In Now, Now, Louison, the artist Louise Bourgeois’s friend Jean Frémon has compiled a solitary, meandering monologue ... a sensitive portrait of a woman whose struggle for self-definition came to drive her artistic practice.
... [a] perfectly pitched medley of fact and fiction ... It is this distinctive voice that Cole Swensen’s whimsical translation emulates, leaving the occasional phrase untouched, all the better to get inside the head of someone living between two worlds.
The book makes fast work of closing the second-person doors which might lead to pedantic rhetoric, a story which might exclude the reader, or a story which might feel too precious. Precious, this book is not; the 'you' speaks with a rancor and confidence which we have Swensen to thank for in the English translation, which glitters with humor ... In a poorly written book, a man writing from a woman’s perspective would be something to be upset about perhaps on Twitter. But this book, and its translation, are both so exquisitely done, exceedingly so. I am not indignant, I am not mad. I am happy for the questions this book raises. Its rejection of the traditional biography structure reflects the messy complexities of nonfiction writing in translation, and for that, I really like this very small book.

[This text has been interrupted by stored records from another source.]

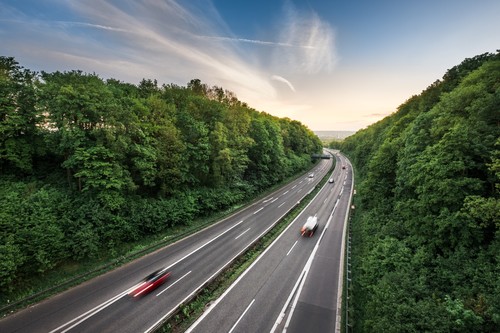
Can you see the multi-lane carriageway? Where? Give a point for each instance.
(293, 285)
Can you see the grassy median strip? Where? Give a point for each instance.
(189, 312)
(72, 274)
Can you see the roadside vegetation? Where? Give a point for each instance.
(425, 235)
(88, 166)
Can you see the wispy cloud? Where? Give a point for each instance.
(174, 42)
(282, 79)
(255, 41)
(306, 29)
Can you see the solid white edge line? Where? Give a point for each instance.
(292, 247)
(340, 286)
(182, 277)
(113, 299)
(218, 300)
(242, 233)
(96, 308)
(258, 210)
(306, 269)
(241, 317)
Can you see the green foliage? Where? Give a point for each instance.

... isn’t so much 'about' French-American artist Louise Bourgeois — her life or her work — as an attempt to channel the artist on the page ... [Frémon's] performance of Bourgeois’s voice is sometimes uncomfortable ... a lively English translation by Cole Swensen is fun, compulsive reading. A novel with no plot and little story, it feels part of a French experimental tradition, though that makes it sound too airless and intellectual for what is a strange, exuberant tale told via stream of consciousness ... as a character, Bourgeois remains more a device than an inhabited woman who was earthy, psychologically shattered in some ways, but a shattering artistic powerhouse. This Bourgeois lacks depth, will, flesh, and even desire. She’s the author’s puppet and even when charming, it’s off-putting ... Frémon’s book is a charming frolic. But for Bourgeois and her formidable voice, look to her art.